Apothekenwirtschaftsdaten

2019: Weniger Apotheken, mehr Engpässe, mehr OTC-Versand

Berlin/Kiel - 04.06.2020, 15:59 Uhr

Die Apothekenzahl ist im vergangenen Jahr weiter gesunken, wobei der Apothekenumsatz der verbliebenen Betriebsstätten leicht stieg. Ebenfalls gestiegen sind der OTC-Versand und die Zahl der Lieferengpässe. (s / Foto: imago images / Westend61)

Die Apothekenzahl ist im vergangenen Jahr weiter gesunken, wobei der Apothekenumsatz der verbliebenen Betriebsstätten leicht stieg. Ebenfalls gestiegen sind der OTC-Versand und die Zahl der Lieferengpässe. (s / Foto: imago images / Westend61)


Die ABDA hat am heutigen Donnerstag die Wirtschaftsdaten der Apotheken für das Jahr 2019 in einer Videokonferenz vorgestellt. Die Daten zeigen, dass sich die bestehenden Trends fortgesetzt haben: Die Zahl der Apotheken sank und der Umsatz der Durchschnittsapotheke stieg. Sehr deutliche Entwicklungen gibt es weiterhin im Bereich der Arzneimittel-Lieferengpässe. Und: Der Marktanteil der Versandhändler im OTC-Markt ist erneut gestiegen.

Claudia Korf, ABDA-Geschäftsführerin für Ökonomie, berichtete, dass die Apothekenzahl seit 2014 sogar beschleunigt zurückgehe. Im Berichtsjahr 2019 habe sich der Trend zur Filialisierung wieder verstärkt. Bei den Filialen habe es 2019 weniger Schließungen und mehr Übernahmen gegeben. Im Berichtsjahr sank die Gesamtzahl der Apotheken in Deutschland von 19.423 auf 19.075, die Zahl der Filialen stieg von 4.541 auf 4.602.

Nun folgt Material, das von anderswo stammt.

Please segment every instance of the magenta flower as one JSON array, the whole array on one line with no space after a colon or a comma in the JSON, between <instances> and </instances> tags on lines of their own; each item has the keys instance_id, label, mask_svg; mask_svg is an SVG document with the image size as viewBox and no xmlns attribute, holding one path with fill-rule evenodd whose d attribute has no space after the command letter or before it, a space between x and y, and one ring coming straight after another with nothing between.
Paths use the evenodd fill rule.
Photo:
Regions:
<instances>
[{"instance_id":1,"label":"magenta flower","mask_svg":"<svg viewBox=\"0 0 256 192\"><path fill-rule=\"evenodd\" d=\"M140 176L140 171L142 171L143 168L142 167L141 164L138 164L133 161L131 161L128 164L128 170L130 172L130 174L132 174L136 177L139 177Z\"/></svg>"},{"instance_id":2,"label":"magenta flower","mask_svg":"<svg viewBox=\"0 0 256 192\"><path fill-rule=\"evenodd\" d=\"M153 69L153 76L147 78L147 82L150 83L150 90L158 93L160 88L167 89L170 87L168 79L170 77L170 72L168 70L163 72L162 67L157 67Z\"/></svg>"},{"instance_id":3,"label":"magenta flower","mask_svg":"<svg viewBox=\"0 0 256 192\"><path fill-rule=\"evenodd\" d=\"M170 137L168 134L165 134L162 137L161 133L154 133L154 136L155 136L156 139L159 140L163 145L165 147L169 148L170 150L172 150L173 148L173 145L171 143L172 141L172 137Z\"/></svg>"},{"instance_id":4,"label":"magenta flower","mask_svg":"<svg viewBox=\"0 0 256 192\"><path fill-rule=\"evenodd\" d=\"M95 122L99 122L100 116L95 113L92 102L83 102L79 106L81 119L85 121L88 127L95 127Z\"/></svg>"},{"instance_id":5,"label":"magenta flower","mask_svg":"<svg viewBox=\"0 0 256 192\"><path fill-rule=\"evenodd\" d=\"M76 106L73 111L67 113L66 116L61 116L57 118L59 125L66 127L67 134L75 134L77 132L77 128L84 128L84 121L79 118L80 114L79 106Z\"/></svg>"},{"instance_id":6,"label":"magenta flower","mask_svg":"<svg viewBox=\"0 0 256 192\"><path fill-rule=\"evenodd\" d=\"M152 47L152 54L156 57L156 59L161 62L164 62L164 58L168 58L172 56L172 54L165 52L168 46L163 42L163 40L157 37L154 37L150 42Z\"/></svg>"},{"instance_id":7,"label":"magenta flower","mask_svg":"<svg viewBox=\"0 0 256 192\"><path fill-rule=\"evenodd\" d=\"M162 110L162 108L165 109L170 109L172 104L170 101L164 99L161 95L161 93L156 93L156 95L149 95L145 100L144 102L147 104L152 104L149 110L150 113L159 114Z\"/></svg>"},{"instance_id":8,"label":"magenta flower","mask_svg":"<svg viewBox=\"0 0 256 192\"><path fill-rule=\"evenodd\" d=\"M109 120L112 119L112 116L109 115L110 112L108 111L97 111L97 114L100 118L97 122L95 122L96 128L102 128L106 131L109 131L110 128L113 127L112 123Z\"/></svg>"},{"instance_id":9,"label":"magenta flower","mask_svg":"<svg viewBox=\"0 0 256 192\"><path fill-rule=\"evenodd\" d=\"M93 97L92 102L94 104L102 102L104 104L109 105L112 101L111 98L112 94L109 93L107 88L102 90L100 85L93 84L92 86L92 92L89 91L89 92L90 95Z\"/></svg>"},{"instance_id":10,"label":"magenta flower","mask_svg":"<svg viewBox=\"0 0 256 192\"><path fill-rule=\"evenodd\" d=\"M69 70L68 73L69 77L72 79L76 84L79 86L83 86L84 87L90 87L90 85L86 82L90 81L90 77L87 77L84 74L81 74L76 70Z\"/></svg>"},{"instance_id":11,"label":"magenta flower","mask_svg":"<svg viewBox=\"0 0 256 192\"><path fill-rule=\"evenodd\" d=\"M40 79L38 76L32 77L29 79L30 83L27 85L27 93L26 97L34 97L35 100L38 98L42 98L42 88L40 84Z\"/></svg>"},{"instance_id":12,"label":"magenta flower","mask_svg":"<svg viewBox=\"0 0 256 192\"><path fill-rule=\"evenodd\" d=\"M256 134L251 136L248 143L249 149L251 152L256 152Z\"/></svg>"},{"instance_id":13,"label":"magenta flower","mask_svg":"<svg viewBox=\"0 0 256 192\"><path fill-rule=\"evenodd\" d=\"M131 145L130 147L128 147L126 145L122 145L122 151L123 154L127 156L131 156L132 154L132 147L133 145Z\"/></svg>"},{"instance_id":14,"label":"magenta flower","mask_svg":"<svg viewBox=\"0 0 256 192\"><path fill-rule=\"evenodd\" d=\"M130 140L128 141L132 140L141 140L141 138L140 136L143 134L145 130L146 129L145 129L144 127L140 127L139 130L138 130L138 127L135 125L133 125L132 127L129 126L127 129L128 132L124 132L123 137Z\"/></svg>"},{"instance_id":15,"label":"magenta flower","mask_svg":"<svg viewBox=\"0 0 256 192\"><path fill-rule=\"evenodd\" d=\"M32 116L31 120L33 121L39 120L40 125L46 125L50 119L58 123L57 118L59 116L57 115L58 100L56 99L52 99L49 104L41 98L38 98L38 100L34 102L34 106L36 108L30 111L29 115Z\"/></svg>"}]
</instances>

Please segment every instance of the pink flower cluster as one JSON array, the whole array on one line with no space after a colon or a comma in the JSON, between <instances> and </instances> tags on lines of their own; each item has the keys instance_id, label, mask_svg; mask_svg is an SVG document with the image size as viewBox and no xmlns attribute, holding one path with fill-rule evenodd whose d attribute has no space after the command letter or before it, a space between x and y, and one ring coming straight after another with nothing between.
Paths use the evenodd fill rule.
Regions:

Trotz der sinkenden Apothekenzahl hat die Zahl der Beschäftigten in Apotheken weiter zugenommen, sie stieg auf 160.588 (Vorjahr: 159.141). Davon seien etwa die Hälfte Teilzeitbeschäftigte – und diese hätten wesentlich die Mehrarbeit in der Coronakrise geschultert. Diese sehr flexible Reaktion spreche für die Leistungsfähigkeit dezentraler Strukturen, folgerte Korf. Der Frauenanteil in den Apotheken ist weiterhin hoch: Knapp 90 Prozent aller Beschäftigten sind weiblich.

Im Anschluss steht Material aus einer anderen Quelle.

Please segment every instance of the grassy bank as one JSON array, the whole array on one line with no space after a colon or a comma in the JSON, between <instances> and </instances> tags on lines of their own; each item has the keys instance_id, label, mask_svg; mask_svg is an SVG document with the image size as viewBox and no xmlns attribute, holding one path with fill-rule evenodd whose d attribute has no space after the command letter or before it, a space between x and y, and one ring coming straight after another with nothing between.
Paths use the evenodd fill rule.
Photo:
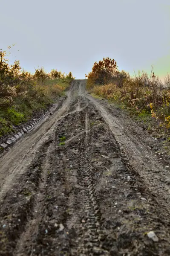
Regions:
<instances>
[{"instance_id":1,"label":"grassy bank","mask_svg":"<svg viewBox=\"0 0 170 256\"><path fill-rule=\"evenodd\" d=\"M69 87L71 81L69 78L49 79L43 85L30 85L26 96L18 96L12 102L6 101L0 104L0 137L12 131L13 125L28 121L35 111L56 102Z\"/></svg>"},{"instance_id":2,"label":"grassy bank","mask_svg":"<svg viewBox=\"0 0 170 256\"><path fill-rule=\"evenodd\" d=\"M0 137L55 102L73 79L71 72L48 73L43 67L32 74L22 70L18 61L9 64L6 55L0 51Z\"/></svg>"}]
</instances>

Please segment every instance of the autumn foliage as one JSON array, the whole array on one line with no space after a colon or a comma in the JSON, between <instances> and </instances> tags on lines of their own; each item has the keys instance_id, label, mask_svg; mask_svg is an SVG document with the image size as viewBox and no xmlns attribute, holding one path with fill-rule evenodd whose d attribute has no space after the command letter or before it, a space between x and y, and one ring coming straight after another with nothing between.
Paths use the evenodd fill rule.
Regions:
<instances>
[{"instance_id":1,"label":"autumn foliage","mask_svg":"<svg viewBox=\"0 0 170 256\"><path fill-rule=\"evenodd\" d=\"M94 63L92 71L87 76L88 84L107 84L111 80L118 70L114 59L104 58L102 61Z\"/></svg>"},{"instance_id":2,"label":"autumn foliage","mask_svg":"<svg viewBox=\"0 0 170 256\"><path fill-rule=\"evenodd\" d=\"M95 94L116 101L135 114L148 115L170 128L170 78L160 80L152 67L150 74L139 71L131 77L120 71L114 59L95 62L87 76L87 88Z\"/></svg>"}]
</instances>

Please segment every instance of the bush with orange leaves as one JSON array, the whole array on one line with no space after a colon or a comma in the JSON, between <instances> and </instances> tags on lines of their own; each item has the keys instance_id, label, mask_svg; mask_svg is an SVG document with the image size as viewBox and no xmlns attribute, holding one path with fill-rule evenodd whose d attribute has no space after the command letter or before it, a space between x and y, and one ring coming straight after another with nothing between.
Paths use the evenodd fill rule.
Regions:
<instances>
[{"instance_id":1,"label":"bush with orange leaves","mask_svg":"<svg viewBox=\"0 0 170 256\"><path fill-rule=\"evenodd\" d=\"M161 126L170 128L169 76L165 78L164 84L155 75L152 67L150 75L142 71L131 77L124 70L119 71L114 60L112 65L108 65L109 71L106 76L104 67L106 59L108 63L111 60L103 59L94 64L92 71L87 76L87 88L97 95L121 102L131 113L150 114L160 120Z\"/></svg>"}]
</instances>

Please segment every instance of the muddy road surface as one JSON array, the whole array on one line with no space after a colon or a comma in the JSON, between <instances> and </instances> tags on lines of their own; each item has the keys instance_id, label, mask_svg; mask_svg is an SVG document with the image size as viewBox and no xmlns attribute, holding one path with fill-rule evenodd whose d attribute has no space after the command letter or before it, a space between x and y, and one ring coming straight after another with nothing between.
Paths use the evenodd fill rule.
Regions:
<instances>
[{"instance_id":1,"label":"muddy road surface","mask_svg":"<svg viewBox=\"0 0 170 256\"><path fill-rule=\"evenodd\" d=\"M85 85L1 157L0 256L170 255L170 173Z\"/></svg>"}]
</instances>

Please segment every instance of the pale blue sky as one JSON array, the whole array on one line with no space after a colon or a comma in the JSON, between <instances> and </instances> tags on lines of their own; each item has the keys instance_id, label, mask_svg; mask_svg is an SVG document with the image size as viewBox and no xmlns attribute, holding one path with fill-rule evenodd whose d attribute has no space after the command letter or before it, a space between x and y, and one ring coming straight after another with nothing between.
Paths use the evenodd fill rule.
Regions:
<instances>
[{"instance_id":1,"label":"pale blue sky","mask_svg":"<svg viewBox=\"0 0 170 256\"><path fill-rule=\"evenodd\" d=\"M109 57L131 74L152 64L161 78L170 73L170 0L0 0L0 48L15 43L11 60L31 72L84 79Z\"/></svg>"}]
</instances>

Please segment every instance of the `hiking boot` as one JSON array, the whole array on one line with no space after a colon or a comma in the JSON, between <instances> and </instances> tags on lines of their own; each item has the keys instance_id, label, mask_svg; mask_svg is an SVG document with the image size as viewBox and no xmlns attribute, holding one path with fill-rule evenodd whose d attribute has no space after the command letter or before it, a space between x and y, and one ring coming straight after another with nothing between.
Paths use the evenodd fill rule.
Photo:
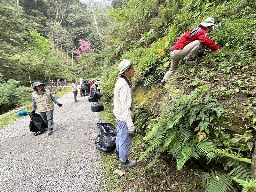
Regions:
<instances>
[{"instance_id":1,"label":"hiking boot","mask_svg":"<svg viewBox=\"0 0 256 192\"><path fill-rule=\"evenodd\" d=\"M116 156L117 158L120 158L120 157L119 157L119 152L118 151L115 151L115 152L116 153Z\"/></svg>"},{"instance_id":2,"label":"hiking boot","mask_svg":"<svg viewBox=\"0 0 256 192\"><path fill-rule=\"evenodd\" d=\"M136 160L127 160L124 163L121 162L121 167L124 169L127 167L133 167L137 164Z\"/></svg>"},{"instance_id":3,"label":"hiking boot","mask_svg":"<svg viewBox=\"0 0 256 192\"><path fill-rule=\"evenodd\" d=\"M166 84L166 81L165 81L165 80L164 81L161 81L161 82L160 82L160 87L163 87Z\"/></svg>"},{"instance_id":4,"label":"hiking boot","mask_svg":"<svg viewBox=\"0 0 256 192\"><path fill-rule=\"evenodd\" d=\"M47 133L49 135L51 135L52 133L52 130L51 129L49 129L47 130Z\"/></svg>"}]
</instances>

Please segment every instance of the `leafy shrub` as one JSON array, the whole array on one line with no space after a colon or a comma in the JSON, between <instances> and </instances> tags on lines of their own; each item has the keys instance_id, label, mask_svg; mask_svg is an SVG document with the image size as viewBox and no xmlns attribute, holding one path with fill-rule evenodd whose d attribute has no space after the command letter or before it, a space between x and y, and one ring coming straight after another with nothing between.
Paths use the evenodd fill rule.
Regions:
<instances>
[{"instance_id":1,"label":"leafy shrub","mask_svg":"<svg viewBox=\"0 0 256 192\"><path fill-rule=\"evenodd\" d=\"M10 79L6 83L0 83L0 112L32 102L30 90L20 86L20 82L13 79Z\"/></svg>"}]
</instances>

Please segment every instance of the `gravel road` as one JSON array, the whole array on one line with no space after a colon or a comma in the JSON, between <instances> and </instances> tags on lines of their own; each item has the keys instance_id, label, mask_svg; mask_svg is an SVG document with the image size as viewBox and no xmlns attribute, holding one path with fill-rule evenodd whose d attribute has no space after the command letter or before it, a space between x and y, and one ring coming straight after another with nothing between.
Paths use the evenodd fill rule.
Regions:
<instances>
[{"instance_id":1,"label":"gravel road","mask_svg":"<svg viewBox=\"0 0 256 192\"><path fill-rule=\"evenodd\" d=\"M26 116L0 130L0 191L108 191L94 148L98 113L70 92L54 104L52 134L34 136Z\"/></svg>"}]
</instances>

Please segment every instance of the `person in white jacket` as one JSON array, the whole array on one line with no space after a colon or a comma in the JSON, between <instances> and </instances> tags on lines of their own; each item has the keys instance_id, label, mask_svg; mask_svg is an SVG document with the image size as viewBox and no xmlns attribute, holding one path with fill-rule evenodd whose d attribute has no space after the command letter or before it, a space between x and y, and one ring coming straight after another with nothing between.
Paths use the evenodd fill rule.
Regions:
<instances>
[{"instance_id":1,"label":"person in white jacket","mask_svg":"<svg viewBox=\"0 0 256 192\"><path fill-rule=\"evenodd\" d=\"M132 121L133 98L131 87L131 78L134 74L132 60L123 60L118 69L120 76L115 86L114 99L114 113L117 125L116 152L116 156L120 158L122 168L132 167L137 164L136 160L128 160L132 138L135 136L135 127Z\"/></svg>"}]
</instances>

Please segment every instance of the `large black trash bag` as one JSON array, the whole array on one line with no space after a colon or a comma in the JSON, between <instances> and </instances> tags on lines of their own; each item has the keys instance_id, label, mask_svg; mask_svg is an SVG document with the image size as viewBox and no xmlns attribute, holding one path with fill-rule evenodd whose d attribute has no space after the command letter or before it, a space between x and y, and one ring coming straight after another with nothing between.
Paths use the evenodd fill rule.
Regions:
<instances>
[{"instance_id":1,"label":"large black trash bag","mask_svg":"<svg viewBox=\"0 0 256 192\"><path fill-rule=\"evenodd\" d=\"M103 104L96 102L91 106L91 110L92 112L99 112L104 110L104 106Z\"/></svg>"},{"instance_id":2,"label":"large black trash bag","mask_svg":"<svg viewBox=\"0 0 256 192\"><path fill-rule=\"evenodd\" d=\"M93 102L94 101L97 101L102 96L100 92L95 89L91 89L91 92L89 95L89 97L88 98L88 100L89 102Z\"/></svg>"},{"instance_id":3,"label":"large black trash bag","mask_svg":"<svg viewBox=\"0 0 256 192\"><path fill-rule=\"evenodd\" d=\"M102 151L110 151L116 148L117 131L111 123L100 119L97 124L100 134L96 138L95 145Z\"/></svg>"},{"instance_id":4,"label":"large black trash bag","mask_svg":"<svg viewBox=\"0 0 256 192\"><path fill-rule=\"evenodd\" d=\"M41 133L43 130L46 128L44 120L40 115L37 113L29 114L31 119L28 126L30 131L35 132L34 135L37 135Z\"/></svg>"}]
</instances>

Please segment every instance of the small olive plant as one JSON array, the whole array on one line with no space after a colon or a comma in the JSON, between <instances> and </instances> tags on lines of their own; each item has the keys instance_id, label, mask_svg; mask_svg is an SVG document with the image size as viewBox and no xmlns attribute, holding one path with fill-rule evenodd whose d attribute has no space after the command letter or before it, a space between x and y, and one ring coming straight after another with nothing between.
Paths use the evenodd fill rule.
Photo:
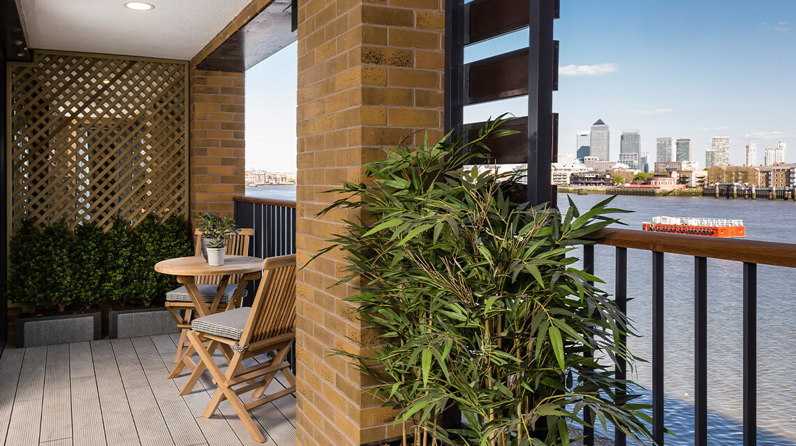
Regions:
<instances>
[{"instance_id":1,"label":"small olive plant","mask_svg":"<svg viewBox=\"0 0 796 446\"><path fill-rule=\"evenodd\" d=\"M207 247L223 248L227 246L227 239L240 231L235 222L229 217L220 217L213 212L199 215L199 230L202 237L207 239Z\"/></svg>"},{"instance_id":2,"label":"small olive plant","mask_svg":"<svg viewBox=\"0 0 796 446\"><path fill-rule=\"evenodd\" d=\"M427 135L416 149L384 149L367 165L369 184L334 191L345 196L322 214L360 217L317 255L345 253L341 282L360 284L347 301L379 333L372 354L336 354L375 378L404 446L567 446L577 440L570 423L597 421L649 444L649 406L613 374L620 359L630 370L638 360L621 342L634 335L627 317L568 255L620 211L610 199L583 213L570 202L565 215L510 200L521 175L478 167L487 140L512 133L504 121L470 141L430 145ZM441 425L451 408L461 429Z\"/></svg>"}]
</instances>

Die ABDA hat auch analysiert, in welchen Tätigkeitsbereichen die Zahl der beschäftigten Apotheker am schnellsten gewachsen ist. Mit rund 830 wuchs die Zahl der in öffentlichen Apotheken angestellten Apothekerinnen und Apothekern im Vergleich zu anderen Beschäftigungsbereichen am schnellsten. 370 Approbierte wurden neu in der pharmazeutischen Industrie angestellt, 94 Apothekerinnen und Apotheker nahmen ihre Arbeit in einer Klinikapotheke auf.

Entwicklung der Apothekenzahl im Jahr 2019 im Detail. (Grafik: ABDA)

Immer mehr Rx-Arzneimittel

Außerdem betonte Korf den immer weiter steigenden Anteil der Rx-Arzneimittel. Im Jahr 2019 betrug ihr Anteil am Absatz 55,3 Prozent und am Umsatz sogar 81,7 Prozent. „Die öffentliche Apotheke lebt von Rx-Arzneimitteln“, sagte Korf. Doch das Umsatzwachstum sei klar auf den anhaltenden Trend zu hochpreisigen Arzneimitteln zurückzuführen. Kurz ging die ABDA-Ökonomiechefin auch auf den OTC-Versandhandel ein. Mit Blick auf den Absatz liege der OTC-Versand inzwischen bei einem Marktanteil von 15,4 Prozent, das entspricht einer Steigerung von 7,3 Prozent im Vergleich zum Vorjahr. Beim Umsatz hat der OTC-Versand sogar schon einen Anteil von 16,4 Prozent.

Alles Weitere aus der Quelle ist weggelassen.